On July 2, 1862, President Lincoln signed into law the Morrill land grant act. It had been introduced by Vermont congressman James Morrill, and was supported by Congressional delegations from the Northeast and Midwest. It passed originally in 1859, but President Buchanan vetoed it (because he viewed it as an intrusion of federal power into education, the province of the states). With the southern states’ delegations absent, it passed easily in 1862, and found a much more favorable executive in Lincoln. The law gave 30,000 acres of federal land per Congressman to each state, to be sold to establish a fund to support colleges that would teach agriculture, mechanics, and military science. The first institution funded under the law was Iowa State University (then known as Ames College). The Democratic and Republican parties have traded governing philosophies since, of course.

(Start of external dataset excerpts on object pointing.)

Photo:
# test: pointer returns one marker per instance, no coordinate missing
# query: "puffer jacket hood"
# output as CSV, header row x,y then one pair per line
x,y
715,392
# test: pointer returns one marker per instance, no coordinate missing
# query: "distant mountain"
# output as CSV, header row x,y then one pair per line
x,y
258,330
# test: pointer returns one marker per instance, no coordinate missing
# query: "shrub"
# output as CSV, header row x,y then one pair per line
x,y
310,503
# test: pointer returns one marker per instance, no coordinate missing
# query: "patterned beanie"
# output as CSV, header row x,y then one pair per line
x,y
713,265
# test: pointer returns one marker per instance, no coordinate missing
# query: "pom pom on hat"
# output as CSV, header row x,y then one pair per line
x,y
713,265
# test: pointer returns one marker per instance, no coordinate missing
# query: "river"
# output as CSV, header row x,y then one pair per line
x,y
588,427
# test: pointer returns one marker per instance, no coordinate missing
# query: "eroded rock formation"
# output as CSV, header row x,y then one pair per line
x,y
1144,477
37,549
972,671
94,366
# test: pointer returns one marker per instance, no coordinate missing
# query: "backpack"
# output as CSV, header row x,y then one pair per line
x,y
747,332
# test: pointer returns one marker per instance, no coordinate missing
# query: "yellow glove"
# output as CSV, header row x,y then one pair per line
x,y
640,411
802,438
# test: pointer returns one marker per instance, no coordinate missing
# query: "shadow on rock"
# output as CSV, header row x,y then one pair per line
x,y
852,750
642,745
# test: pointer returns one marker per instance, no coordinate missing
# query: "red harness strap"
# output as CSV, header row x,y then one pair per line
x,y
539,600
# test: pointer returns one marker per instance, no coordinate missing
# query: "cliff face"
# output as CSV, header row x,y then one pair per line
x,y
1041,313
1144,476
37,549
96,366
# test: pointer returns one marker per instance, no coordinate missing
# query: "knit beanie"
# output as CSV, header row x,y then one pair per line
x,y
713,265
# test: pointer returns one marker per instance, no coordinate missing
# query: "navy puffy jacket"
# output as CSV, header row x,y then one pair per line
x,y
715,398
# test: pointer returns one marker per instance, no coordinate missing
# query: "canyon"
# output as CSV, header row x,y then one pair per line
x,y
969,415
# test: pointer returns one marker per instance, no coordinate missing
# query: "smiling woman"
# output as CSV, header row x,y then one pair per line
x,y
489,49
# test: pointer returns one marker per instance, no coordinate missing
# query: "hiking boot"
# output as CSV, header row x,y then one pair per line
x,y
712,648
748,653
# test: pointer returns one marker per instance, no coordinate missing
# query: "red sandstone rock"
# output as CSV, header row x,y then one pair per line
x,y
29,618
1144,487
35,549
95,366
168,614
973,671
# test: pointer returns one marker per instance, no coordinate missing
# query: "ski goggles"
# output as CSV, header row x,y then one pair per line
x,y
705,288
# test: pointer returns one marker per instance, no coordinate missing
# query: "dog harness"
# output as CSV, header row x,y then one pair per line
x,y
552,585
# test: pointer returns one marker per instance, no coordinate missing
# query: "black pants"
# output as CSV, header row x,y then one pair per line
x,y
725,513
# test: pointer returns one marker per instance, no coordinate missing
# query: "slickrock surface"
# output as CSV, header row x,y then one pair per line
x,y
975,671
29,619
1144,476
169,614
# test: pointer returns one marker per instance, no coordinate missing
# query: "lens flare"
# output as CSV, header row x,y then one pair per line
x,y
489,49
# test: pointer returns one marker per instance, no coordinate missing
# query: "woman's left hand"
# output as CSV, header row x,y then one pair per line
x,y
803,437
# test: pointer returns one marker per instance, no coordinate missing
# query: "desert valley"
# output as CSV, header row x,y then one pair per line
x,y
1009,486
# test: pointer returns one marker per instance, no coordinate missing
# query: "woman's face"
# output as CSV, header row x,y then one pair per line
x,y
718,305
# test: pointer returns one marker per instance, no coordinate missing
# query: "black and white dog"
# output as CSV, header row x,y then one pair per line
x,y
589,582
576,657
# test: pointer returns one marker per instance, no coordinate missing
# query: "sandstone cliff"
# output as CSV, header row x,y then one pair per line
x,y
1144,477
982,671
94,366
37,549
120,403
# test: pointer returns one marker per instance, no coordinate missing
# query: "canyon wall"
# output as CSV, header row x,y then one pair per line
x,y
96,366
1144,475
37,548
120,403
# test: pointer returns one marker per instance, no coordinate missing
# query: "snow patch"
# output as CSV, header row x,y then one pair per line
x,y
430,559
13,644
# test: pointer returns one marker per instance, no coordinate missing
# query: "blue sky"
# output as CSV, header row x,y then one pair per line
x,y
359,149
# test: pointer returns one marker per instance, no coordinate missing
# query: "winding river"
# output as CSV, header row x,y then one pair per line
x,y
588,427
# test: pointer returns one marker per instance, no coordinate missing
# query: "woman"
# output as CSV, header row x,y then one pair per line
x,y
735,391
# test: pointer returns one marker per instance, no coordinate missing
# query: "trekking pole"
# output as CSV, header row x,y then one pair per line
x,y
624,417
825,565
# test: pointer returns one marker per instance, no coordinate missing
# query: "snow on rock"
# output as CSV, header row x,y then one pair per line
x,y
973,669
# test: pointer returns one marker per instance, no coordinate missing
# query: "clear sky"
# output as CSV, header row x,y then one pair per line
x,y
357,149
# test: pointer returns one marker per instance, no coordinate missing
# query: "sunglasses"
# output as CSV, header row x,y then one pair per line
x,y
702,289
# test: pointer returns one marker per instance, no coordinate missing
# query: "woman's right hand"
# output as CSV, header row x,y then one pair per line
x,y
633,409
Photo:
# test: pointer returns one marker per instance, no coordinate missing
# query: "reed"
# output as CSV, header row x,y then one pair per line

Excerpts from the Morrill Act provisions:


7 USC §301: There is granted to the several States, for the purposes hereinafter mentioned in this subchapter, an amount of public land, to be apportioned to each State a quantity equal to thirty thousand acres for each Senator and Representative in Congress to which the States are respectively entitled by the apportionment under the census of 1860: Provided, That no mineral lands shall be selected or purchased under the provisions of said sections.

….
7 USC § 304: All moneys derived from the sale of lands as provided in section 302 of this title by the States to which lands are apportioned and from the sales of land scrip provided for in said section shall be invested … and that the principal thereof shall forever remain unimpaired: Provided, That the moneys so invested or loaned shall constitute a perpetual fund … the interest of which shall be inviolably appropriated, by each State which may take and claim the benefit of this subchapter, to the endowment, support, and maintenance of at least one college where the leading object shall be, without excluding other scientific and classical studies and including military tactics, to teach such branches of learning as are related to agriculture and the mechanic arts, in such manner as the legislatures of the States may respectively prescribe, in order to promote the liberal and practical education of the industrial classes in the several pursuits and professions in life.